Grupa VII: dwuniciowe wirusy DNA z pośrednim RNA

siódma Grupa Baltimore zawiera wirusy posiadające dwuniciowy Genom DNA z pośrednim RNA (dsDNA-rt) w swoim cyklu replikacji. wirusy dsDNA-RT mają lukę w jednej nici, która jest naprawiana w celu utworzenia pełnego genomu dsDNA przed transkrypcją. wirusy dsDNA-RT są transkrybowane w taki sam sposób jak wirusy dsDNA, ale wykorzystują odwrotną transkrypcję do replikacji ich okrągłego genomu, gdy jest on jeszcze w kapsydzie. Polimeraza RNA II komórki gospodarza transkrybuje nici RNA z genomu w cytoplazmie, a Genom jest replikowany z tych nici RNA. Genom dsDNA jest wytwarzany z pregenomowych nici RNA za pomocą tego samego ogólnego mechanizmu, co wirusy ssRNA-rt, ale z replikacją występującą w pętli wokół okrągłego genomu.
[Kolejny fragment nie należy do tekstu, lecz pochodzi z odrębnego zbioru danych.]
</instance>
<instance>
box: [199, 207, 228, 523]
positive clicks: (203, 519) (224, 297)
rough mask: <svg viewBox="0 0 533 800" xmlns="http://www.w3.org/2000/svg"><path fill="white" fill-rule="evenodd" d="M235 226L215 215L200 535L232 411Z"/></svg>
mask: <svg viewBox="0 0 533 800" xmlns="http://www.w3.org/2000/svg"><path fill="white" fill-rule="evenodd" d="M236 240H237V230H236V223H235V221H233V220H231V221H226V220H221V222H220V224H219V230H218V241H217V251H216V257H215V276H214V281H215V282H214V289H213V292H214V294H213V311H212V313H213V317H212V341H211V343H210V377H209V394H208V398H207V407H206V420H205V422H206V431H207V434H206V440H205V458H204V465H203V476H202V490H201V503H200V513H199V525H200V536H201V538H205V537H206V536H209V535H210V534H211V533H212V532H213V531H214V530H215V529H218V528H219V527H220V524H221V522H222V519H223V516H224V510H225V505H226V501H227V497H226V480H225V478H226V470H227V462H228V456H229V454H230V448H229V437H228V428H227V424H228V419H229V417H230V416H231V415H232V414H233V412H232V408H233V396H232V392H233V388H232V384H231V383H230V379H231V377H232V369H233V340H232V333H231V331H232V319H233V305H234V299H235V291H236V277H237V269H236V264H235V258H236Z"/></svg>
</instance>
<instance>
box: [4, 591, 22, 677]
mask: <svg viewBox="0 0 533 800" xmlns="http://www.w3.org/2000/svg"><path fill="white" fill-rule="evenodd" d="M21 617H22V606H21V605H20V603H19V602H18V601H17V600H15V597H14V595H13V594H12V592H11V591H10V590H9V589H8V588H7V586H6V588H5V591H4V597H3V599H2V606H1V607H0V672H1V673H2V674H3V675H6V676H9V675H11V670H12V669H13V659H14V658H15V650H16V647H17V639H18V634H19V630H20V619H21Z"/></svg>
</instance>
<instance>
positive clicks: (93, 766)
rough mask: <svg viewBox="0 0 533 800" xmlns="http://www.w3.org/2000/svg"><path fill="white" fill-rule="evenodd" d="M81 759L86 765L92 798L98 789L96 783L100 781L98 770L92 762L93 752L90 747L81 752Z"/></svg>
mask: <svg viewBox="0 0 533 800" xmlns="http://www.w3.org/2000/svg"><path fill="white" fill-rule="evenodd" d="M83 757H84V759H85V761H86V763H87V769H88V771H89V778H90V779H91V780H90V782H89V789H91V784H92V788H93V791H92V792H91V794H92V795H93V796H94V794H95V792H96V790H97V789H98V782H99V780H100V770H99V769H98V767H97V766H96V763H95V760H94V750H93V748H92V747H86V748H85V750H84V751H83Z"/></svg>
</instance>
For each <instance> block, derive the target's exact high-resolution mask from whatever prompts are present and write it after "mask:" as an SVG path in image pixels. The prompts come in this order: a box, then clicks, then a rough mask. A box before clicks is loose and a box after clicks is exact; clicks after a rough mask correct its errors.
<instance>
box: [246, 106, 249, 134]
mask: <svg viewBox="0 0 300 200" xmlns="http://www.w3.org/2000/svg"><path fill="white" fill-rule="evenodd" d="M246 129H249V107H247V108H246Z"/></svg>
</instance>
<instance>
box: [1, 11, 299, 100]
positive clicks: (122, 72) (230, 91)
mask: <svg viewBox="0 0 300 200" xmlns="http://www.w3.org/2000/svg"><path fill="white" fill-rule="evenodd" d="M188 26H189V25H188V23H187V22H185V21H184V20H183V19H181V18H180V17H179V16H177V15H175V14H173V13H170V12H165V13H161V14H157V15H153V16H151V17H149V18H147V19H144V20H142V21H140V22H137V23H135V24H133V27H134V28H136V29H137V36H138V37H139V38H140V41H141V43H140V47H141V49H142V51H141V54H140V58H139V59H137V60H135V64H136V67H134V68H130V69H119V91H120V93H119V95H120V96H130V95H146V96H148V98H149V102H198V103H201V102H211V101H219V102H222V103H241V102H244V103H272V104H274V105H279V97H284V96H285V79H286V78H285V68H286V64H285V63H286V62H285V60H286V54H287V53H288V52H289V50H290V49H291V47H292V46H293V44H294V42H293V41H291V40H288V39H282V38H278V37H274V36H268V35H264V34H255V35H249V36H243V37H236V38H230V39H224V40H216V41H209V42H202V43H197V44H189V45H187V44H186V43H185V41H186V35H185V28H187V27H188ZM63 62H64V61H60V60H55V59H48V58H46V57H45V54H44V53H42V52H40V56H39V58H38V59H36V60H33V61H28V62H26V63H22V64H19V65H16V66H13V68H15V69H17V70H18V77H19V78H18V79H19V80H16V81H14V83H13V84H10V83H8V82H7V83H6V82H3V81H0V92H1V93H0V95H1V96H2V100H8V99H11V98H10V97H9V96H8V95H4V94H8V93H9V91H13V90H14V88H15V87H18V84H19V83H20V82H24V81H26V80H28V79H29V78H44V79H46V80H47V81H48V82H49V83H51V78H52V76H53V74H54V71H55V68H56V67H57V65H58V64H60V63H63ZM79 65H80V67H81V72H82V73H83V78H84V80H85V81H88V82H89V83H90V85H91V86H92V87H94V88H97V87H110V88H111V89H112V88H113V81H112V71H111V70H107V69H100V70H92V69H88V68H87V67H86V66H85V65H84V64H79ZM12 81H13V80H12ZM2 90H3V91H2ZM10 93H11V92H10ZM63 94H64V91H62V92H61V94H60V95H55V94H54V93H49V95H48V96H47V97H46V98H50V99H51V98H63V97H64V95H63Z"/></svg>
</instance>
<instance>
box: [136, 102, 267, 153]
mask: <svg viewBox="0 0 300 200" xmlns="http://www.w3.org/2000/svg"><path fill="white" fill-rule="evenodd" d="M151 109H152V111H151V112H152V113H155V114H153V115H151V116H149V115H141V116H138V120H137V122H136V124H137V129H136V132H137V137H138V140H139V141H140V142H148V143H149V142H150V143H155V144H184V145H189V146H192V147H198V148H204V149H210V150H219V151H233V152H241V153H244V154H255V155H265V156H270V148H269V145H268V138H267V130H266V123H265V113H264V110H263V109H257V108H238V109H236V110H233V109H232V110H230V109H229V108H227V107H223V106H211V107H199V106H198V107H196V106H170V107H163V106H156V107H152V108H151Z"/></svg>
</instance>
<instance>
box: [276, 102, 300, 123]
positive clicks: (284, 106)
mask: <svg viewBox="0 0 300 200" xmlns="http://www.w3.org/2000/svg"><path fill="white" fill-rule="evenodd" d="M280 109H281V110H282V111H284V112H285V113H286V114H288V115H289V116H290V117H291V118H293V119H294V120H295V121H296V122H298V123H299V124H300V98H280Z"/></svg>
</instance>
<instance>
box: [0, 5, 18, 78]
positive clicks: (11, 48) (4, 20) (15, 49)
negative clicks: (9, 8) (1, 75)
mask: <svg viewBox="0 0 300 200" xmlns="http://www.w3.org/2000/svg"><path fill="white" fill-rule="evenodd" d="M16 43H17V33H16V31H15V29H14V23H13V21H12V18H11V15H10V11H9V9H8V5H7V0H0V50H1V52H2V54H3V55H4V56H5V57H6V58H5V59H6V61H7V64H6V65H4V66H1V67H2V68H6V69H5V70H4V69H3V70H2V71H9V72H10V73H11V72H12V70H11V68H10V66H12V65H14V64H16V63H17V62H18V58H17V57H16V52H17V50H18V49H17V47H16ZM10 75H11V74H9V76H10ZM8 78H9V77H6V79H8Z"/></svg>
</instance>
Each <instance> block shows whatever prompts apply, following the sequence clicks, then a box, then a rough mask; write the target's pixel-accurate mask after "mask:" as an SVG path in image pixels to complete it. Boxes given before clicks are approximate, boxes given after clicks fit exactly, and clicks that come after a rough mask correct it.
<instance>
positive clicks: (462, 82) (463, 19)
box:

Po replikacji Genom dsDNA może być pakowany lub wysyłany do jądra w celu dalszych rund transkrypcji.

wirusy dsDNA-RT są, podobnie jak ssRNA-RT, wszystkie należą do klasy Revtraviricetes. Wyróżnia się dwie rodziny wirusów dsDNA-RT: Caulimoviridae, które należą do rzędu Ortervirales, i Hepadnaviridae, które są jedyną rodziną w rzędzie Blubervirales.

Dodaj komentarz

Twój adres e-mail nie zostanie opublikowany.